Rosacea is an inflammatory vascular condition that manifests as redness and/or swelling on the face. Rosacea can be itchy and can burn.
Rosacea is a common skin problem. Skin is sensitive and prone to inflammation commonly causing redness and more pronounced blood vessels of the central face, in addition to red bumps and pustules. Less commonly, the inflammation can affect the eye (ocular rosacea), or be so significant that it causes enlargement of facial features like the nose or chin. Patients can have permanent redness of the face, or be more prone to flushing, in which case the redness fluctuates.

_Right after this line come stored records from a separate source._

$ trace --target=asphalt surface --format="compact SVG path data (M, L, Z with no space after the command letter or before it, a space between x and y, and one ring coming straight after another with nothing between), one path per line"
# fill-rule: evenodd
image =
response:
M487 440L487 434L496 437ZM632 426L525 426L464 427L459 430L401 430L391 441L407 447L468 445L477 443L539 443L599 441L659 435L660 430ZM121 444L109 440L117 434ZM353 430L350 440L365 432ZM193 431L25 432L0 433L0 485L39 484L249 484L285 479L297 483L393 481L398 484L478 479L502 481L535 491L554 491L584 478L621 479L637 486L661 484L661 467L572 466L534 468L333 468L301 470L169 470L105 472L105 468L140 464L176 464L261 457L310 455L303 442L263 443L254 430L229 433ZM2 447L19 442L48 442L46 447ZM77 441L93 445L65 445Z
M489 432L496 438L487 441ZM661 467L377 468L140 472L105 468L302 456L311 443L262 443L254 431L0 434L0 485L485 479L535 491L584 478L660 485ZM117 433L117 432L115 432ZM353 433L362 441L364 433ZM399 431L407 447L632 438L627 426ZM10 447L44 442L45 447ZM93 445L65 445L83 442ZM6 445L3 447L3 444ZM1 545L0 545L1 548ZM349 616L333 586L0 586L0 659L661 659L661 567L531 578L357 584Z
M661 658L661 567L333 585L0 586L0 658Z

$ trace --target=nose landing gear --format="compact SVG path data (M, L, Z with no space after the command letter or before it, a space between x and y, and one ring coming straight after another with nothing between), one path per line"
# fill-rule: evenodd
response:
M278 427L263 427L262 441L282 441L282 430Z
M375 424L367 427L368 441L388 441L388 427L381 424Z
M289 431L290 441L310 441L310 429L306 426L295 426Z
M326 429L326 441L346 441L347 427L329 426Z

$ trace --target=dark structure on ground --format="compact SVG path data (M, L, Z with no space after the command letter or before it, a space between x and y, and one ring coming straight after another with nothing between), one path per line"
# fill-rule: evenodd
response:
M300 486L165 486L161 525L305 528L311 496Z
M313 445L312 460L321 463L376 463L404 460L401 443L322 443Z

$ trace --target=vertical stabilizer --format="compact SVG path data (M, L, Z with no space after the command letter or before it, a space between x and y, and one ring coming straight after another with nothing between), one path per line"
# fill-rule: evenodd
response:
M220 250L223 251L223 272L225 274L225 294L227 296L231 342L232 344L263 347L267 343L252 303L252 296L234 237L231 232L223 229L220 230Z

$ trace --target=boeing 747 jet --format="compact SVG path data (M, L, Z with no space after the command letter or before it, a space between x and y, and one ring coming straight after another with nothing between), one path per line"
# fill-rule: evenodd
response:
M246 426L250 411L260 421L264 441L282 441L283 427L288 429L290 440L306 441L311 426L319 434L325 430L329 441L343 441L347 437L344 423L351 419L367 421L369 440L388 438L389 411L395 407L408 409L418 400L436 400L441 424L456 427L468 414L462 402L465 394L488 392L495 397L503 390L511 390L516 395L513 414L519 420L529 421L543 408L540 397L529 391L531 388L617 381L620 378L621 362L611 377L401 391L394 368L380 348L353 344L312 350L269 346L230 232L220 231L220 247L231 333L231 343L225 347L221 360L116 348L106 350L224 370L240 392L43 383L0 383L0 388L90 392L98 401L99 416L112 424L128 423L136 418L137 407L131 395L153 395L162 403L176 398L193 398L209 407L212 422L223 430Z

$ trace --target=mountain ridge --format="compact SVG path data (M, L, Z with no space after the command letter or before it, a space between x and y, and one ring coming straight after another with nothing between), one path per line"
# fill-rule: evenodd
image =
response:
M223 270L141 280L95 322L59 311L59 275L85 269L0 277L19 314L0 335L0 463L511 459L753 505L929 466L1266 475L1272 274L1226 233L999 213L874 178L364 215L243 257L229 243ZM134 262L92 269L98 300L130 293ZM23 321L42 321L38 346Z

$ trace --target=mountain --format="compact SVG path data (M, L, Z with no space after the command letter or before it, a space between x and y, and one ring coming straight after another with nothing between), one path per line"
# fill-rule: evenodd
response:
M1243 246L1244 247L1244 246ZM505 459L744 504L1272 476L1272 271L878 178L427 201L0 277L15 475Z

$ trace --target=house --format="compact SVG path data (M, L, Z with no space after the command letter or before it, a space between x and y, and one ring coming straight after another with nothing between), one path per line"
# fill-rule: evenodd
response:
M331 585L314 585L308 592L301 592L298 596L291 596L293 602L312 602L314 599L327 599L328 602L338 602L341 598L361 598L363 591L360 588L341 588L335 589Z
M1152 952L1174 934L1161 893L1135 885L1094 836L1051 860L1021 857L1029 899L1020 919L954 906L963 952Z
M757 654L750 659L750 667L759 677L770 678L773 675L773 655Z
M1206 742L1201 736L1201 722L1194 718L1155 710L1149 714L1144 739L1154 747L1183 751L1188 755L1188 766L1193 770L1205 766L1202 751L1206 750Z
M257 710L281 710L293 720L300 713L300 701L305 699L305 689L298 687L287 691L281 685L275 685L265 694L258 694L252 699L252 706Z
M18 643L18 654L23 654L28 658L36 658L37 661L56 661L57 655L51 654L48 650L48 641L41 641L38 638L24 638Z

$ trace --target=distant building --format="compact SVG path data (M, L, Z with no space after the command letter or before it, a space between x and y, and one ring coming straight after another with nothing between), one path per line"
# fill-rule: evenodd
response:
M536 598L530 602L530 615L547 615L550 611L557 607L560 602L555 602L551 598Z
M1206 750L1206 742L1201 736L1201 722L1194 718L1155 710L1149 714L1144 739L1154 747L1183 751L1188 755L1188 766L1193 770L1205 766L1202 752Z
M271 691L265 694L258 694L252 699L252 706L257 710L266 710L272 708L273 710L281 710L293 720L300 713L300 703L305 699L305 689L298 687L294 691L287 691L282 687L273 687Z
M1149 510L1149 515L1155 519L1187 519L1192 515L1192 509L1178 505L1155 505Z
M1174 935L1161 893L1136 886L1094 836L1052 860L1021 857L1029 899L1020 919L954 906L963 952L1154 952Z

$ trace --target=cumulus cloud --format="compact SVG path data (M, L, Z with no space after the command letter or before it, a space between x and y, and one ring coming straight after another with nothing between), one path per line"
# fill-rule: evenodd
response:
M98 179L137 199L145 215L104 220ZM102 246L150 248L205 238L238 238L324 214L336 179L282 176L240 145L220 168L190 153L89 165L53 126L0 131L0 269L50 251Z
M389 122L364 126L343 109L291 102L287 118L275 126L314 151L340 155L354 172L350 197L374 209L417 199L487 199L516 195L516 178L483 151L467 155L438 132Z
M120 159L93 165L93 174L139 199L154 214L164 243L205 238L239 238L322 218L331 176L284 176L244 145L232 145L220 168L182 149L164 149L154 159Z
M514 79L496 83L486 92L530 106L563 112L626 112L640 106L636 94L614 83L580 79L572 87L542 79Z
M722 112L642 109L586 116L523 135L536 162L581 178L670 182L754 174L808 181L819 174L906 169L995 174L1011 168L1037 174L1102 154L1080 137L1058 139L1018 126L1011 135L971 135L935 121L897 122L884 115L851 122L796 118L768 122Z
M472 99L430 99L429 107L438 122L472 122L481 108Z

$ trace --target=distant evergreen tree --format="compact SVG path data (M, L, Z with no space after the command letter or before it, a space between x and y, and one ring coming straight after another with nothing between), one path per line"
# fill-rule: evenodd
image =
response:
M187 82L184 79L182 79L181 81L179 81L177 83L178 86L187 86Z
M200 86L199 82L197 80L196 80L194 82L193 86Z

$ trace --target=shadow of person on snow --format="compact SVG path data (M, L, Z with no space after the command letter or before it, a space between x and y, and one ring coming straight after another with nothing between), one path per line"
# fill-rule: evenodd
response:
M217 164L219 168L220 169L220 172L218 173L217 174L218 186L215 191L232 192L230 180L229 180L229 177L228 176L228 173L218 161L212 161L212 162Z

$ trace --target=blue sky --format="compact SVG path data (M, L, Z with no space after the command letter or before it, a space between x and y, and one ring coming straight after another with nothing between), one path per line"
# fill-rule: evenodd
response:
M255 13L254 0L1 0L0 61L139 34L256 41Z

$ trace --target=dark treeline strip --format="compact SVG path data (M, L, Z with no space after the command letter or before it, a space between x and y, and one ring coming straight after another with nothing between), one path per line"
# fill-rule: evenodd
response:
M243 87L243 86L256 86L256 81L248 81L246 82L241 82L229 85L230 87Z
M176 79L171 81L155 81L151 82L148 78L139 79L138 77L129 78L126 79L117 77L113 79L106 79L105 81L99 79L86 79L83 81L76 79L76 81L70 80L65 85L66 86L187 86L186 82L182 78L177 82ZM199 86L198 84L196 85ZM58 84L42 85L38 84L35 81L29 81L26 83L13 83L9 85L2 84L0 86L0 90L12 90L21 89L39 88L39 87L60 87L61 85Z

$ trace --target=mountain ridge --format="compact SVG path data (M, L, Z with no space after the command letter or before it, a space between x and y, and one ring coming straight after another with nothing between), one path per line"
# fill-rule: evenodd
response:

There are four sub-types of rosacea, and it is not uncommon to experience more than one at a time:
- Erythematotelangiectatic rosacea causes facial flushing and redness, broken blood vessels, swelling and sensations of stinging and burning.
- Papulopustular rosacea appears as intermittent bumps, pimples, and red patches.
- Phymatous rosacea results in thickening of the skin, creating an enlarged, irregular, reddened look.
- Ocular rosacea occurs when rosacea affects the eyes, creating recurrent styes, bloodshot and watery eyes, swollen eyelids, burning and tearing.
The exact cause for rosacea is still unknown; however, genetics and immune dysfunction leading to hypersensitivity to certain triggers are thought to play a role.
Women are much more likely than men to be affected by rosacea, especially women between the ages of thirty and fifty. People with light skin are more likely to develop rosacea, as are those with a family history.
Additionally, there are many triggers for rosacea, including:
- Extreme temperatures, on their own transitioning quickly
- Sunlight exposure
- Food & drink including alcohol, spicy food, temperature hot food, caffeine
- Certain treatments for acne can flare underlying rosacea
- Emotional or situational stress
Rosacea has a variety of presentations but typically manifests with underlying inflammation and skin sensitivity. Skin can appear: flushed, swollen and have signs of increased dryness with rough or scaly textures. Rosacea can also share qualities with acne-like inflamed bumps and pustules. More prominent and an increased number of burst blood vessels is also a common finding. Skin can feel lie it is burning. Itching or stinging.
The increased inflammation associated with rosacea can make the skin thicker in places like the chin or nose. Rosacea can also present as inflammation on and around the eyes leading to more visible blood vessels, large cysts, and poor vision, along with the aforementioned symptoms of rosacea found on the rest of the face.
Daily sun protection and gentle skincare are the basis of a common treatment plan for many patients with rosacea. Also, topical creams and oral medications may be prescribed. Lasers can target the associated redness, blood vessels, or enlargement of facial features.
There is no absolute way to prevent rosacea, but avoiding triggers and maintaining a good skincare routine outlined by a dermatologist can decrease flares.